Beyond Language Models: Byte Models are Digital World Simulators


1Microsoft Research Asia
2Central Conservatory of Music, China
3Independent Researcher
4Tsinghua University, China


Equal Contribution

𝄪Corresponding author

Abstract

Traditional deep learning often overlooks bytes, the basic units of the digital world, where all forms of information and operations are encoded and manipulated in binary format. Inspired by the success of next token prediction in natural language processing, we introduce bGPT, a model with next byte prediction to simulate the digital world. bGPT matches specialized models in performance across various modalities, including text, audio, and images, and offers new possibilities for predicting, simulating, and diagnosing algorithm or hardware behaviour. It has almost flawlessly replicated the process of converting symbolic music data, achieving a low error rate of 0.0011 bits per byte in converting ABC notation to MIDI format. In addition, bGPT demonstrates exceptional capabilities in simulating CPU behaviour, with an accuracy exceeding 99.99% in executing various operations.
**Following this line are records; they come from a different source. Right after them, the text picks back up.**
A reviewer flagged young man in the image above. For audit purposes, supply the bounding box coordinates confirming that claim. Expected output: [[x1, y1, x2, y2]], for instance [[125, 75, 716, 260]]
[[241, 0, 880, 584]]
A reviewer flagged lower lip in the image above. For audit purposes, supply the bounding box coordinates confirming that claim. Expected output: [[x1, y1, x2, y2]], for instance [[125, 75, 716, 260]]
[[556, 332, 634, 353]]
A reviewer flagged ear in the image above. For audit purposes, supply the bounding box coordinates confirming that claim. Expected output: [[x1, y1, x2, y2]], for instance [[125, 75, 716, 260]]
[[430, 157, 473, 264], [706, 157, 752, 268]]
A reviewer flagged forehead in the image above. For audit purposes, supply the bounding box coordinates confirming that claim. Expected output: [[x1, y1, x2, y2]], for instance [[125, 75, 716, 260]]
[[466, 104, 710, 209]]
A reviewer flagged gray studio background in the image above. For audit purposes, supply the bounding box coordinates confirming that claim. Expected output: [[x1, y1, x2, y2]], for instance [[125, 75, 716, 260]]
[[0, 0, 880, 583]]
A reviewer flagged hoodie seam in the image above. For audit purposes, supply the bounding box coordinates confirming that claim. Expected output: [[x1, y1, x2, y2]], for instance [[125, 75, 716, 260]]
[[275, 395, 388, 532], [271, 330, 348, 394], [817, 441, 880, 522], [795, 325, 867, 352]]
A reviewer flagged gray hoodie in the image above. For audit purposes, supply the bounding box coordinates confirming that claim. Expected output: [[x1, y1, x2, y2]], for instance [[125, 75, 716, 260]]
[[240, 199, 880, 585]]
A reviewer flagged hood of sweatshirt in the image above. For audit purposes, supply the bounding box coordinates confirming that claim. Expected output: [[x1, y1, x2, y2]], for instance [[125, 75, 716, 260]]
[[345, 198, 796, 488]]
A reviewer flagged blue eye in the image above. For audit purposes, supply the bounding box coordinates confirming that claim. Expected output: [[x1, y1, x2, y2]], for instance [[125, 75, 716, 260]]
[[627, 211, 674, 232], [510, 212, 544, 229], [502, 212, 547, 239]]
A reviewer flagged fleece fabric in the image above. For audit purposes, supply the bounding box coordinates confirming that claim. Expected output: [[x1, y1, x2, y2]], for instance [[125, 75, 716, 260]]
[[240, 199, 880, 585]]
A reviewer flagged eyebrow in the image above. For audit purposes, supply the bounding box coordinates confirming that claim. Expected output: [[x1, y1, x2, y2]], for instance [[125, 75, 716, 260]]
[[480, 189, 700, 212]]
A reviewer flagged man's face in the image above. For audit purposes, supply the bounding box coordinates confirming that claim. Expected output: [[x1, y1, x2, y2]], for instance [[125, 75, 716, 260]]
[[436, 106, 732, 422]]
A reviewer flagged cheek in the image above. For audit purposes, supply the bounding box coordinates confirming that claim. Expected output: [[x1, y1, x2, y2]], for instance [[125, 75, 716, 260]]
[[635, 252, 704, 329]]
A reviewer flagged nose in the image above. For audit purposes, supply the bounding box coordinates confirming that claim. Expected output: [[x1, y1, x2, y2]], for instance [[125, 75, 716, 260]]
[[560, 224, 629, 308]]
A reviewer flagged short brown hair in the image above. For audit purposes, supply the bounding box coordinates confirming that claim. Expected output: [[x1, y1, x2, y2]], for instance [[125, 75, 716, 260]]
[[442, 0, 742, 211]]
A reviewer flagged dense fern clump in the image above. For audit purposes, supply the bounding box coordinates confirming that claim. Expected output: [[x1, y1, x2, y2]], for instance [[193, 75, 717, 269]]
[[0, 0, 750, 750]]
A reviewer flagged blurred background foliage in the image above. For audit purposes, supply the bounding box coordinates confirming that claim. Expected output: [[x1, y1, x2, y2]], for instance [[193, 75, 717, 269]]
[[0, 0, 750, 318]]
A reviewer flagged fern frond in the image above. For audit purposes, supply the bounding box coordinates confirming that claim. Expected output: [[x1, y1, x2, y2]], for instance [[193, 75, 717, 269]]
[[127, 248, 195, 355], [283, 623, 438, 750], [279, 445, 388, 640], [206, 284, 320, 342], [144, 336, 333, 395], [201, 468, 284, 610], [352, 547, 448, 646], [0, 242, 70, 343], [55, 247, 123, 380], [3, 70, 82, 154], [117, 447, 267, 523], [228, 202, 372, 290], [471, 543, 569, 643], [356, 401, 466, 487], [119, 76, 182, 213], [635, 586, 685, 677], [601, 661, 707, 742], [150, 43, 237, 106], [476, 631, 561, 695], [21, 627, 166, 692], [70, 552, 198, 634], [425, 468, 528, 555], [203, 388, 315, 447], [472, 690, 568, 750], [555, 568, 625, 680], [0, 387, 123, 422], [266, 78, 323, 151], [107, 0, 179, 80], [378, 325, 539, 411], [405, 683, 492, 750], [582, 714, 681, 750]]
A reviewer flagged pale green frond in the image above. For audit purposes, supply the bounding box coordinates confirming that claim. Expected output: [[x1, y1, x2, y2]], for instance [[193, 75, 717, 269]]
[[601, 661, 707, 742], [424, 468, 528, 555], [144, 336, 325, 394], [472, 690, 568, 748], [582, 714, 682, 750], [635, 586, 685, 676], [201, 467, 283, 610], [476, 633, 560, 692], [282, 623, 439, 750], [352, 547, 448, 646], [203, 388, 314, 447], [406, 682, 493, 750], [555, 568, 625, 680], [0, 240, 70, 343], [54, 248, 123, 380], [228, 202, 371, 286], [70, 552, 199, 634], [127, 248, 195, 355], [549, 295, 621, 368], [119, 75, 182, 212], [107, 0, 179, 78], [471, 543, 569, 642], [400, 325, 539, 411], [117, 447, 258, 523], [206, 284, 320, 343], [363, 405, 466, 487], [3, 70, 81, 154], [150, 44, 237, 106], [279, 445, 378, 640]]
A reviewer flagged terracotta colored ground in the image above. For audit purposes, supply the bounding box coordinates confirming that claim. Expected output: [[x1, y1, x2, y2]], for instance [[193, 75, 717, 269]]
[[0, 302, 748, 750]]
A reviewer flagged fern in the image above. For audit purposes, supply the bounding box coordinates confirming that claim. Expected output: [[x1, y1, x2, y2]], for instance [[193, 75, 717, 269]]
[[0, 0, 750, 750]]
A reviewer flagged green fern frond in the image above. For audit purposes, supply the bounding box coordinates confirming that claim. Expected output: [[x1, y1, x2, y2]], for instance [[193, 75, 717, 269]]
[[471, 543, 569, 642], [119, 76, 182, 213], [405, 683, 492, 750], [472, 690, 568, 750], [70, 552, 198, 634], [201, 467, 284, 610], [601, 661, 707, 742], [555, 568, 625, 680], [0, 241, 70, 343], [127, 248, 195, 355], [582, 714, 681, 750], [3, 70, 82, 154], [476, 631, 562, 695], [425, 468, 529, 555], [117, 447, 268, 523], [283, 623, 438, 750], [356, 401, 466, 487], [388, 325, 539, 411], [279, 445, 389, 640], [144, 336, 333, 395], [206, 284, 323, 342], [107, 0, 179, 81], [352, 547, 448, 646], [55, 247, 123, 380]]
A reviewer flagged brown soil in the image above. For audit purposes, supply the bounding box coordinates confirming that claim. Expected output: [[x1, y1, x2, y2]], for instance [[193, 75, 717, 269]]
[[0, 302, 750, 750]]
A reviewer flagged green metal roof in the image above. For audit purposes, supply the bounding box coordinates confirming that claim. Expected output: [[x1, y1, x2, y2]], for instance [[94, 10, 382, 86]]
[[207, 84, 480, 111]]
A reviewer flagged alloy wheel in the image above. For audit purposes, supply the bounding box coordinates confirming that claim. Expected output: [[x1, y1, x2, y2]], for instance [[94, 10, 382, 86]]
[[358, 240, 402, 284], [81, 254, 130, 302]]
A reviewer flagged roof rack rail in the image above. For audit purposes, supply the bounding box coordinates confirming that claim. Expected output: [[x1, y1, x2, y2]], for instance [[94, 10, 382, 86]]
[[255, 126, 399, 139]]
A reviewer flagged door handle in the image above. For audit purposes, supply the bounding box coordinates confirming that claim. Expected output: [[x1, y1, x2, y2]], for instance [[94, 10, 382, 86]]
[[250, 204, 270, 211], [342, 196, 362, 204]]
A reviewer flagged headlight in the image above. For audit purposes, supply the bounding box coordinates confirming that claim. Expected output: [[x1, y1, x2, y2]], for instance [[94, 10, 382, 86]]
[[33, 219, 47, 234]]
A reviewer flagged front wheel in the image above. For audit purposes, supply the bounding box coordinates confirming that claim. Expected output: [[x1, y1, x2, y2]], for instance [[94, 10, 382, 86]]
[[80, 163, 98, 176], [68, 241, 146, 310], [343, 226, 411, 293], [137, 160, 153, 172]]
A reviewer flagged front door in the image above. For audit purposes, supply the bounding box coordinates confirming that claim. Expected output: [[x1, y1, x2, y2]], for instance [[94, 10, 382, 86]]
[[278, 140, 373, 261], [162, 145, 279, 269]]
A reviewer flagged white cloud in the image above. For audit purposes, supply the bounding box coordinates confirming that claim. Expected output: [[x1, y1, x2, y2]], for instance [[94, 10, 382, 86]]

Leveraging next byte prediction, models like bGPT can directly learn from vast binary data, effectively simulating the intricate patterns of the digital world.

Introduction

Bytes are the foundation of all digital data, devices, and software, from computer processors to operating systems in everyday electronics. Therefore, training models for next byte prediction can potentially lead to a paradigm shift in deep learning, allowing them to truly understand and simulate all activities in the digital world. This has practical benefits not only in conventional areas, but also in some underexplored areas such as boosting cybersecurity, improving computer diagnostics, optimizing data compression, and even advancing complex tasks like reverse-engineering the source code of that software from its binary representation.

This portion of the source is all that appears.